DEV Community

Cover image for PostgreSQL database INSERT multiple rows: how the number of rows impacts timing?
Dmitry Romanoff
Dmitry Romanoff

Posted on

PostgreSQL database INSERT multiple rows: how the number of rows impacts timing?

In this blog I will examine how the number of rows when INSERT multiple ones impacts timing.

The PostgreSQL database "INSERT multiple rows" approach means that a single PostgreSQL INSERT statement inserts multiple rows into a table.

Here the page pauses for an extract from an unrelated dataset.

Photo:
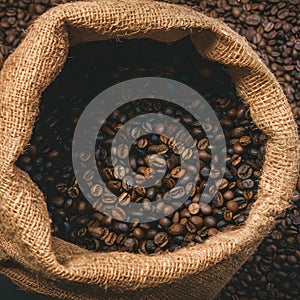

The approach has the following syntax:

INSERT INTO table_name (column_list)
VALUES
    (value_list_1),
    (value_list_2),
    ...
    (value_list_n);
Enter fullscreen mode Exit fullscreen mode

Assume I have a table:

create table my_table(a varchar(100), b timestamp, c bigint);

postgres=# create table my_table(a varchar(100), b timestamp, c bigint);
CREATE TABLE
postgres=# \d my_table
                        Table "public.my_table"
 Column |            Type             | Collation | Nullable | Default
--------+-----------------------------+-----------+----------+---------
 a      | character varying(100)      |           |          |
 b      | timestamp without time zone |           |          |
 c      | bigint                      |           |          |

postgres=#
Enter fullscreen mode Exit fullscreen mode

To populate it using INSERT multiple rows I will use PostgreSQL function.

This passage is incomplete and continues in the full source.